In der politischen Bildung ist die Frage umstritten, ob Demokratiebewusstsein besser als bisher gefördert und der zunehmenden Politikverdrossenheit deutlicher entgegengewirkt werden könne, wenn die Bürger über gesellschaftliche und politische Themen nicht indirekt, also über die Volksvertreter in den Gemeinden, Kreis- und Landtagen und im Bundestag, sondern direkt entscheiden würden. Der bundesweit agierende Verein „Mehr Demokratie“, mit Sitz in Berlin, hat sich zum Motto gewählt: „Wenn wir aufhören, die Demokratie zu entwickeln, fängt die Demokratie an aufzuhören“. Während noch vor ein paar Jahren die Aktivitäten der Vereinsmitglieder von der Mehrheit der Bevölkerung belächelt und als Verfassungsfeinde verdächtigt wurden, gibt es in der Bundesrepublik heute immer mehr Menschen, die „vor Ort“ bei Volksbegehren mitmachen, in Deutschland mittlerweile mehr als 5000 Aktivitäten. Und wenn am 27. November 2011 in Baden-Württemberg per landesweitem Volksentscheid über das Bahnprojekt „Stuttgart 21“ abgestimmt wird, werden alle politischen Augen in Deutschland auf das Ländle gerichtet sein. Scheitert der Volksentscheid, befürchten die Befürworter von mehr Demokratie und Volksbeteiligung einen Rückschlag bei ihren Bemühungen, während die Gegner triumphieren könnten.
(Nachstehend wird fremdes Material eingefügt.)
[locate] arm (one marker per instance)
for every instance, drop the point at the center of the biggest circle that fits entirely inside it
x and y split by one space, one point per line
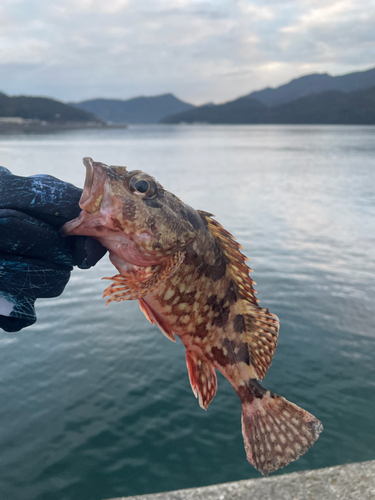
35 261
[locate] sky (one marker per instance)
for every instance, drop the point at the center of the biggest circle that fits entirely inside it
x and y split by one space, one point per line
200 50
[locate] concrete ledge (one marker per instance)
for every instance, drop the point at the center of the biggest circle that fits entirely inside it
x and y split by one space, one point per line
343 482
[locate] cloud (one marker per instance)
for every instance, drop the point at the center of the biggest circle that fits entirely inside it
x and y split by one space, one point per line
199 49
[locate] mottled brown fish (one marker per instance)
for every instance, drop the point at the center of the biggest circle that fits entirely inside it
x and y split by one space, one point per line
191 280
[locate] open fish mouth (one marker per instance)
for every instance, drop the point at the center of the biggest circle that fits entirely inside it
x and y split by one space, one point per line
89 180
90 201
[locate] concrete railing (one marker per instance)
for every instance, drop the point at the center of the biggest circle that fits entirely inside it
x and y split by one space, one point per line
342 482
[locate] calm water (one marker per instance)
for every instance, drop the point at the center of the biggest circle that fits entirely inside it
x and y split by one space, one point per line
95 402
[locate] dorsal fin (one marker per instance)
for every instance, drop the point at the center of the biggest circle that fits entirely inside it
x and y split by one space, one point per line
236 265
257 326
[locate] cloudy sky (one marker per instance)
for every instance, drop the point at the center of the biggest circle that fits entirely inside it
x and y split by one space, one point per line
201 50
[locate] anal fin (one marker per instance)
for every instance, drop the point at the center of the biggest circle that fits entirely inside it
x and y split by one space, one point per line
154 318
202 378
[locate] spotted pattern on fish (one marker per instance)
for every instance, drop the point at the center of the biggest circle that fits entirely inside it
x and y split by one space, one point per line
192 281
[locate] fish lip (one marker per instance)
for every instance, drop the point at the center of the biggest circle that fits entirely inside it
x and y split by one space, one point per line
89 180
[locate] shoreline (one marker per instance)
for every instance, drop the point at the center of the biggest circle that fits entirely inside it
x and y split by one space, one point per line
354 481
21 126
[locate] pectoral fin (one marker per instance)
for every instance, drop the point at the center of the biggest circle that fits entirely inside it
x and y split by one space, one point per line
138 282
202 378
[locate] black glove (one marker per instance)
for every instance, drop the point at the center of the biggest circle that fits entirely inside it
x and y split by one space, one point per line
35 261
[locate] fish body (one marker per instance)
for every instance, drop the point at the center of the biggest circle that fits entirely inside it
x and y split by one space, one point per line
192 281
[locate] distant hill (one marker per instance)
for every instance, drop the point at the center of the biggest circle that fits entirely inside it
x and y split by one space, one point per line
331 107
41 108
137 110
314 84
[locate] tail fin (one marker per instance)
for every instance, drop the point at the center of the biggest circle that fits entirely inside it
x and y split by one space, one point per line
275 431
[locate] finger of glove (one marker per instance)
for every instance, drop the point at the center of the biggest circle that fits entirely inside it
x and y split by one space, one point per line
16 312
42 196
26 236
86 251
Im Für und Wider von direkter oder indirekter Demokratie gibt es ohne Zweifel ernst zu nehmende Argumente.

In der Schweiz, so sagen Politikwissenschaftler, wäre der Konflikt um das Bahnprojekt „Stuttgart 21“ nicht möglich; weil die Bürger bereits in der Planungsphase des Vorhabens ihre Meinung direkt eingebracht hätten. Es ist also notwendig, auch in der Bundesrepublik Bürgerbefragungen zu Großprojekten durchzuführen, genau so, wie die Bürger zu Kommunal-, Landtags- und Bundestagswahlen aufzurufen, über die jeweiligen gesellschaftspolitischen Programme der Parteien abzustimmen. Dies könnte dazu führen, dass sich zum einen der Souverän Ernst genommen fühlt in seinem demokratischen Recht auf Mitbestimmung, zum anderen aber auch die Möglichkeit erfährt, ein Staatsbürger zu sein.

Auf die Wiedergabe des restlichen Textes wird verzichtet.